Yargıtay 9. Hukuk Dairesi’nin seçilmeyen delegelerle yapıldığı gerekçesiyle 3. Olağan Genel Kurulu’nu iptal ettiği Hak-İş’e bağlı Öz Sağlık-İş Sendikası’na genel kurulu yapılıncaya kadar 3 kişilik kayyum heyeti atanmasına karar vermişti. Sendikaya atanan kayyum heyetinde sendikanın eski avukatı Mustafa Avcı’nın da olduğu ortaya çıktı. ANKA Haber Ajansı’nın ulaştığı 22 Nisan 2019 tarihli vekalet belgesine göre Mustafa Avcı’nın sendika lehine ve aleyhine yetkili olduğu görüldü.

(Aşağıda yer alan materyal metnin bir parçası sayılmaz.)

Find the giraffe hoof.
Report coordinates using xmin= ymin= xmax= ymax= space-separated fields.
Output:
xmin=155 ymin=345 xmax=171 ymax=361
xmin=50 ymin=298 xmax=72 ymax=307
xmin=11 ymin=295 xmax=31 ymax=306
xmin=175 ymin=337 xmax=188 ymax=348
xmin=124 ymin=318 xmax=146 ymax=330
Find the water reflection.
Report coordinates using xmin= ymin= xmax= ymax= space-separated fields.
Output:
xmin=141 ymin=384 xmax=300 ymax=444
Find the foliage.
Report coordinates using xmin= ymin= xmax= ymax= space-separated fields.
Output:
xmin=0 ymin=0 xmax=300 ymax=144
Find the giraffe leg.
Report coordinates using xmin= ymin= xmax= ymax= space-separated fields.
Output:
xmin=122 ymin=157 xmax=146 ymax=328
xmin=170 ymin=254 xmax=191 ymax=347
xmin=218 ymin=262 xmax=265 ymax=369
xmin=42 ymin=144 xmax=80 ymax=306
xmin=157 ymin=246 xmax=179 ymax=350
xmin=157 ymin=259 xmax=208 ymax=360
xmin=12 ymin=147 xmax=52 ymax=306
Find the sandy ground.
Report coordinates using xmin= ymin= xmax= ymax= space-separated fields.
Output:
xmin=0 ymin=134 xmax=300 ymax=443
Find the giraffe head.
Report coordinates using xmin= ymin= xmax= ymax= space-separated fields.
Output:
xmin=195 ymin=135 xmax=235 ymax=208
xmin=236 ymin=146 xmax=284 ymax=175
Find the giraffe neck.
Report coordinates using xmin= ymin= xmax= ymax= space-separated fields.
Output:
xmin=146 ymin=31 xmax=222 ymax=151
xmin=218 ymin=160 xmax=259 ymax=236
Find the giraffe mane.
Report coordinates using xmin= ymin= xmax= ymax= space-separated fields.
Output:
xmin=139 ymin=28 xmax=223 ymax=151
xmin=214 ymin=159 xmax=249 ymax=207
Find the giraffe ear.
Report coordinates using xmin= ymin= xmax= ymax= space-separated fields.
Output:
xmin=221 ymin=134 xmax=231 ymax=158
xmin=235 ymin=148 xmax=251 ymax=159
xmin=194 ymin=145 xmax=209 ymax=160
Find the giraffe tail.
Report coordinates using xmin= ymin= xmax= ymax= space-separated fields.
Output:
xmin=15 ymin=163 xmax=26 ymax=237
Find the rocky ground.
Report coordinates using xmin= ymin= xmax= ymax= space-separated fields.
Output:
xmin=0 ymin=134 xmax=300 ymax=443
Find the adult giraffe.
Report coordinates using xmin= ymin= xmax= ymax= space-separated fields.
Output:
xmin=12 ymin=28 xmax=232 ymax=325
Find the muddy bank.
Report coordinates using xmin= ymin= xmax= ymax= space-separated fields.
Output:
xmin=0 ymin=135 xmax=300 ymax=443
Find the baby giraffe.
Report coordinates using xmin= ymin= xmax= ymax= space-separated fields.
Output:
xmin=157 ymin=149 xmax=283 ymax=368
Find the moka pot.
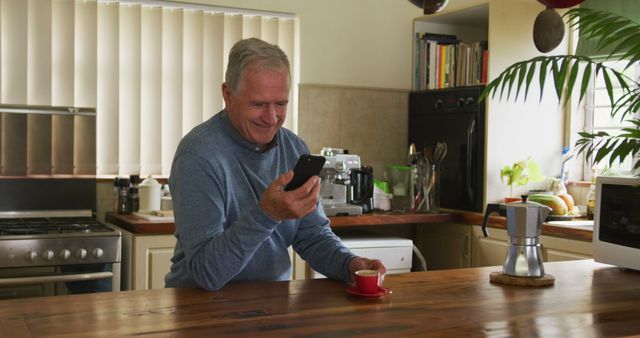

ANKA’ya konuşan sendika üyesi bir işçi, sendika avukatının kayyum olarak atanmasını eleştirerek “Hak-İş Konfederasyonu’na bağlı Öz İplik-İş sendikasının da halen kadrolu çalışanı. Kayyum heyetinin, tarafsız, adil ve hukuka uygun şekilde görev yapacak kişilerden oluşması gerekmez mi? Kayyum kıtlığı varmış gibi görevden el çektirilen sendika genel başkanının avukatını aynı sendikaya kayyum olarak atamak ta neyin nesi ki” diye sordu.
NE OLMUŞTU?
Hak-İş’e bağlı Öz Sağlık-İş’in 3. Olağan Genel Kurulu’nun “delege seçimi yapılmadan belirlenen delegelerle” yapıldığı iddiasıyla iptali istenmişti. Ankara 4. İş Mahkemesi’nde açılan davada, mahkeme davanın reddine karar vermişti. Dosya istinafa gitmişti. Davacı Meliha Melek Kocaer, istinaf dilekçesinde genel kurula ilişkin şunları kaydetmişti:
“Sendika genel kurulu demokratik esaslara uygun ve sıhhatli bir şekilde oluşmadı, çünkü sendikanın 3. Olağan Genel Kurulu’na katılacak delegelerin seçimi kanuna, sendika tüzüğüne ve delege seçim yönetmeliğine aykırı olarak yapıldı. Hatta sahte seçim tutanakları düzenlenerek hiç delege seçimi yapılmadan, seçimler yapılmış gibi gösterilerek delegeler belirlendi… Bu nedenle genel kurul hukuka uygun olarak oluşmadı. Genel kurulun tümden iptali gerek. Şubesi bulunmayan 75 ildeki yüzlerce işyerinde delege seçimi yapılacağı ilan edilmedi. Sahte belgelerle ilanlar yapılmış gibi gösterildi. Sendika yöneticileri ilanların asıldığı, indirildiği ve seçim yapıldığı tarihlerde ülkenin başka yerlerinde olup, belirtilen yerlerde olup olmadıklarının araştırılmasını talep ettiler ancak mahkeme HTS kayıtlarının celbinden vazgeçti. Görevlendirilen kişilerin ilan asma indirme tutanaklarında yer alan tarihlerde nerede oldukları ,ilgili kişilerin ve sendikanın internet sitesi ve sosyal medya hesaplarında yapılan basit bir inceleme ile ortaya çıkarıldı. Şube kongresi yapılan iller hariç hiçbir işyerine sandık konulmadı…”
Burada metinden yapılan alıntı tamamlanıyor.